Vernissage Jeudi 24 avril à partir de 18h30
…J’étais venu au Mississippi pour rencontrer Faulkner car après avoir lu en 1955, le premier de ses romans Le bruit et la fureur, j’ai tout de suite voulu aller voir ce lys si différent de l’Amérique que je croyais connaître et parler à son auteur. Alain Resnais m’apporte une parfaite formulation de cet attrait : quand on lui demandait pourquoi il aimait les «herbes folles», il répondait: «Parce que j’aime la réalité quand elle est un peu décalée».
Les personnages et le comté mythique de Faulkner m’avaient laissé une image d’herbes folles, cette impression d’austérité simple et sauvage qui cherche un perfectionnement spirituel tout en sachant que c’est improbable. Faulkner ajoutait : «we endure», nous résistons.
/…/ En 1958 Faulkner écrivait : « Nous acceptons l’insulte et le risque de la violence parce que nous ne voulons pas voir, sans rien dire, notre pays natal, le Sud, pas simplement le Mississippi, mais le Sud tout entier, se détruire lui même, deux fois en moins d’un siècle, à propos du problème noir ». En moins d’une décennie, dans les années soixante, Martin Luther King, Edgar Evers ont été assassinés à Memphis et à Jackson. J.F. Kennedy a été assassiné au Texas mais quarante ans plus tard, Obama a été élu président du pays. Faulkner serait heureux de voir que, apparemment, ses compatriotes n’ont plus peur du noir. Quand je me promenais dans ses romans et parcourais les terres où ses personnages allaient et venaient, c’est à dire dans les champs de coton, les carnavals Noirs, les églises Noires, les garages des Noirs (on les appelait des « shade tree mechanics »), j’étais comme dans une fête qui ne s’organisait pas, mais ne s’arrêtait jamais, une fête où Noirs et Blancs se côtoyaient sans trop se voir.

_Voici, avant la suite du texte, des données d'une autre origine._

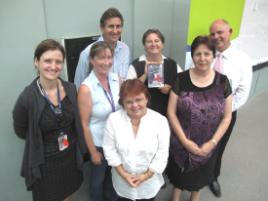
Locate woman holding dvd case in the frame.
[127,29,181,116]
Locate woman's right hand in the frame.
[183,139,202,156]
[123,172,140,188]
[90,150,103,165]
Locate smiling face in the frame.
[123,93,148,119]
[90,48,113,76]
[209,20,232,52]
[193,44,214,71]
[101,17,122,45]
[144,33,164,55]
[34,50,64,81]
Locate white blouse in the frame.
[103,109,170,199]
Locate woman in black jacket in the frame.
[13,39,86,201]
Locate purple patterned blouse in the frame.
[170,70,231,171]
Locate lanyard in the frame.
[103,85,115,112]
[37,79,62,115]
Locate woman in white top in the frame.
[78,41,119,201]
[103,79,170,201]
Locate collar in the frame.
[98,35,123,53]
[89,70,119,90]
[216,44,233,59]
[139,54,167,61]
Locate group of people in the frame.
[13,8,252,201]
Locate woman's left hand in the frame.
[131,174,147,188]
[199,141,215,157]
[159,84,171,94]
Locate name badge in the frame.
[58,132,69,151]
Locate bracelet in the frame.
[211,138,218,146]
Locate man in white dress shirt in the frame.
[209,19,252,197]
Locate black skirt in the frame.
[32,146,83,201]
[166,149,218,191]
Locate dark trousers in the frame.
[89,147,117,201]
[214,111,237,179]
[117,197,154,201]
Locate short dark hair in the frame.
[118,79,150,106]
[142,29,165,45]
[89,41,114,72]
[191,36,216,58]
[100,8,124,27]
[34,39,65,60]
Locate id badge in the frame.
[58,132,69,151]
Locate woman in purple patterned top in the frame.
[167,36,232,201]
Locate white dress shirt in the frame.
[103,109,170,200]
[219,45,252,111]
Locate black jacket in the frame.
[13,77,87,190]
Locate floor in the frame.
[73,92,268,201]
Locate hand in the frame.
[200,141,215,157]
[159,84,171,94]
[123,172,142,188]
[183,139,201,155]
[91,150,103,165]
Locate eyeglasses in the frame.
[124,98,145,106]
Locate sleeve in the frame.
[233,58,252,111]
[74,49,89,89]
[102,115,121,167]
[164,58,178,86]
[13,92,28,139]
[177,64,182,73]
[127,65,137,80]
[149,117,170,174]
[122,45,130,80]
[172,73,181,95]
[224,76,232,98]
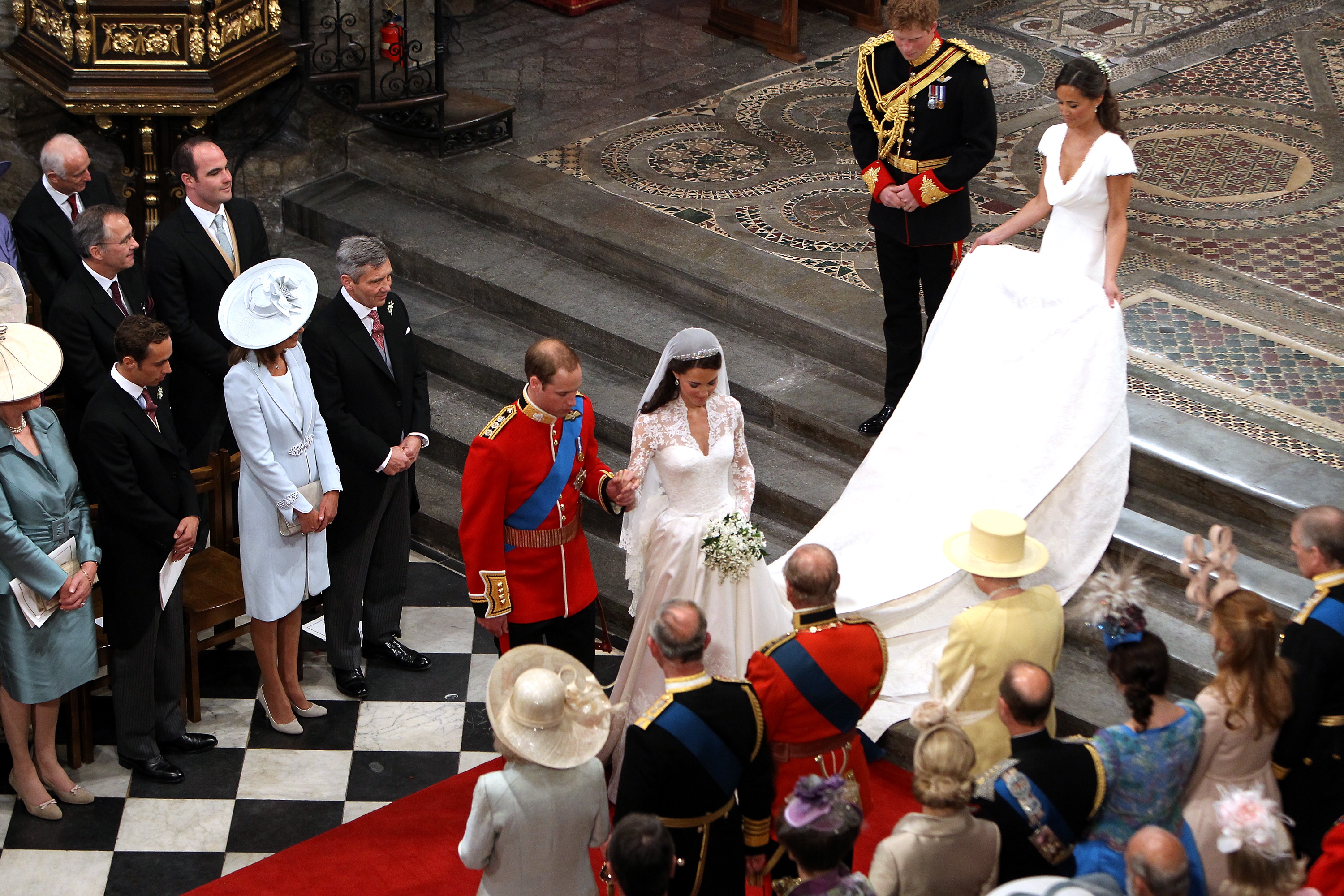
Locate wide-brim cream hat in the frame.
[0,262,28,324]
[219,258,317,348]
[485,643,612,768]
[0,324,65,403]
[942,510,1050,579]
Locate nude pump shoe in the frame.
[9,768,63,821]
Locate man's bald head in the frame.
[784,544,840,610]
[649,598,710,662]
[1125,825,1189,896]
[999,659,1055,728]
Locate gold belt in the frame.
[891,156,952,175]
[504,504,573,548]
[659,797,738,896]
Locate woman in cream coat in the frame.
[219,258,341,735]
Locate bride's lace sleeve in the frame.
[626,409,667,486]
[731,402,755,517]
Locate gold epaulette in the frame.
[477,403,517,439]
[941,32,989,66]
[761,631,798,657]
[634,693,672,731]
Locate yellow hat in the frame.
[942,510,1050,579]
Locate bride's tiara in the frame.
[672,347,723,362]
[1083,50,1110,81]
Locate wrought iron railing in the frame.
[300,0,513,153]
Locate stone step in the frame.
[285,173,882,459]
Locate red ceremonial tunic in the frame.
[458,388,621,622]
[747,606,887,818]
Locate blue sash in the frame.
[995,771,1074,845]
[504,395,583,553]
[653,701,742,797]
[770,639,863,732]
[1310,598,1344,635]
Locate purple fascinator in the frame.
[784,775,847,827]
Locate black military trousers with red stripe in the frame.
[876,230,961,405]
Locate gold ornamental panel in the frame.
[93,15,188,67]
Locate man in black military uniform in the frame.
[616,600,774,896]
[974,659,1106,884]
[849,0,997,435]
[1274,506,1344,860]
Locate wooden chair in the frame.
[181,450,251,721]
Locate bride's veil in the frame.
[621,327,730,616]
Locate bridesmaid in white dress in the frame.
[771,56,1136,739]
[612,328,793,782]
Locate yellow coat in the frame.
[938,584,1064,775]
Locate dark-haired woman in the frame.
[612,328,792,786]
[769,59,1134,702]
[1184,590,1293,893]
[1074,631,1206,896]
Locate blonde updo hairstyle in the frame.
[910,724,976,809]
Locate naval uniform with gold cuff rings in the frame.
[849,31,999,405]
[458,387,622,670]
[616,672,774,896]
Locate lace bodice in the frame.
[629,395,755,516]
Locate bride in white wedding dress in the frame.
[612,328,793,799]
[771,56,1136,739]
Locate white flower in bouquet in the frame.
[700,510,765,584]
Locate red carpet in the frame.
[192,759,919,896]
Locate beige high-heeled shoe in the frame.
[9,768,65,821]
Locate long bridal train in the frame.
[770,246,1129,737]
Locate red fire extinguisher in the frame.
[378,9,406,65]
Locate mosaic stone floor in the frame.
[532,0,1344,467]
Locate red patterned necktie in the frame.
[368,308,387,358]
[140,390,159,426]
[112,281,129,321]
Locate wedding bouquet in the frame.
[700,510,765,584]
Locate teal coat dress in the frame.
[0,407,102,702]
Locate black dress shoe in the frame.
[363,638,429,672]
[859,405,896,435]
[332,666,368,700]
[117,752,184,784]
[159,731,219,752]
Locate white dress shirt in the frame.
[42,175,83,223]
[112,364,159,427]
[340,286,429,473]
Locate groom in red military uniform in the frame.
[747,544,887,880]
[458,339,634,669]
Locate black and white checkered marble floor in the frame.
[0,555,620,896]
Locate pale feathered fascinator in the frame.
[1074,557,1148,650]
[1214,784,1293,858]
[910,666,993,733]
[1180,525,1242,620]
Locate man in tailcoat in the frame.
[458,339,634,669]
[12,134,112,323]
[304,237,430,698]
[44,206,153,475]
[145,137,270,465]
[82,314,216,784]
[747,544,887,880]
[972,659,1106,884]
[849,0,997,435]
[1274,505,1344,860]
[616,599,774,896]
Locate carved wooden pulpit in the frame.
[4,0,297,237]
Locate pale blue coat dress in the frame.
[224,345,341,622]
[0,407,102,702]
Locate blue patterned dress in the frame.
[1074,700,1206,896]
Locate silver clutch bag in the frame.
[276,479,323,537]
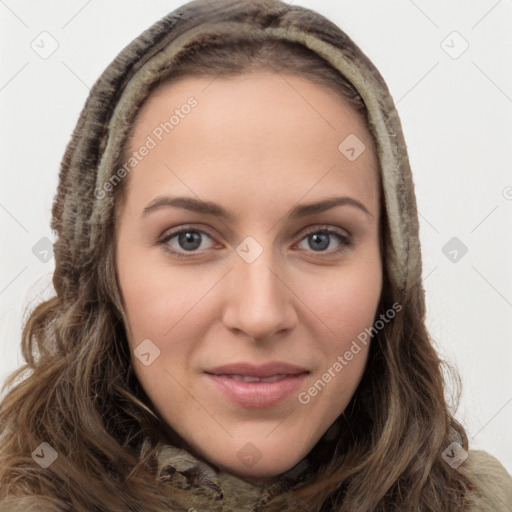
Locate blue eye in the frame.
[160,229,216,257]
[158,227,351,258]
[294,228,350,254]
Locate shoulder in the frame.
[458,450,512,512]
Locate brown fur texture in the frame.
[0,0,512,512]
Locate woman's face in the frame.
[116,72,382,482]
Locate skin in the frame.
[116,71,382,483]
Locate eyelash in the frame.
[158,226,352,258]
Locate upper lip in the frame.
[206,361,309,378]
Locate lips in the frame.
[206,361,308,379]
[205,362,309,408]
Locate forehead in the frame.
[122,72,378,214]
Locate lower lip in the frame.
[206,373,307,409]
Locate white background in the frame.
[0,0,512,473]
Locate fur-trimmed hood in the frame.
[41,0,512,512]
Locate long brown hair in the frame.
[0,1,471,512]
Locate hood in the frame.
[52,0,424,511]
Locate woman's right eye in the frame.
[159,228,217,258]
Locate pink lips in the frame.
[205,362,309,408]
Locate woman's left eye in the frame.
[159,228,351,257]
[294,228,350,254]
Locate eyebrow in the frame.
[142,196,373,220]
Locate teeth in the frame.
[226,375,286,382]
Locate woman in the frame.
[0,0,512,511]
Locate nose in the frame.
[222,242,298,341]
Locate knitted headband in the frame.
[52,0,421,300]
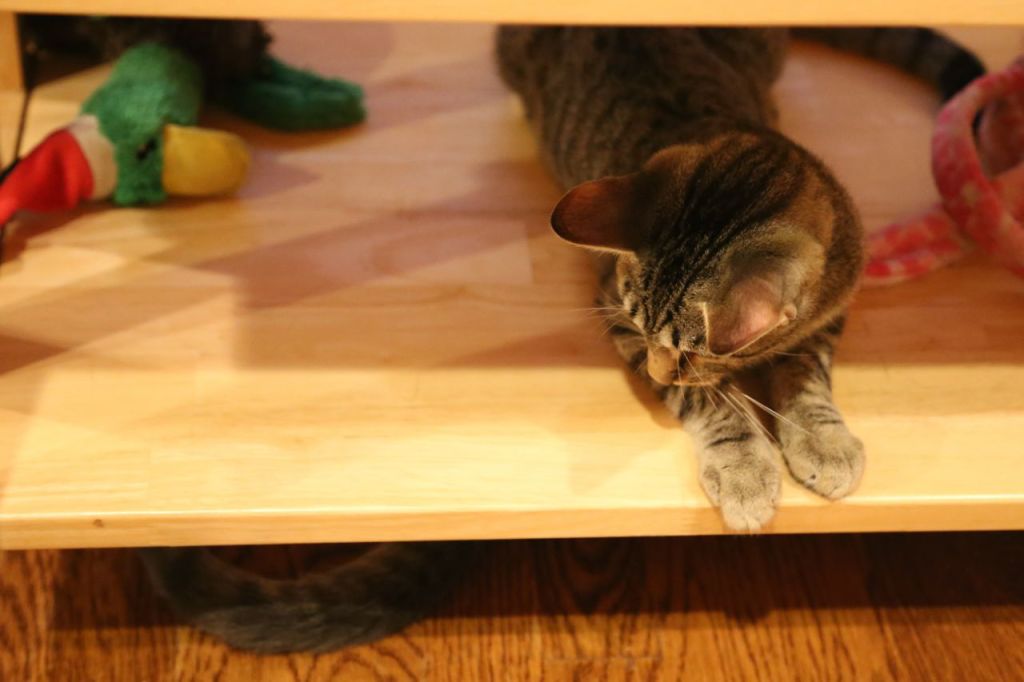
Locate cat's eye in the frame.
[135,137,157,161]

/…/ ce voyage pendant des mois à travers tout le Mississipi devait être initiatique à un double point de vue. C’est là que devait naître ma fille Guénola; c’est également grâce à ce pèlerinage aux source d’un mythe «plein de fureur et de bruit raconté par un idiot et qui ne veut rien dire» que j’ai appris à photographier comme je l’aimais jusque là sans le savoir, à travers le style d’un romancier qui écrit comme il voit d’une façon ininterrompue, en désordre, sans suite apparente, sans logique rassurante, sans retombées séduisantes mais où seule surnage l’insuffisance de la prise, mais jamais son insignifiance.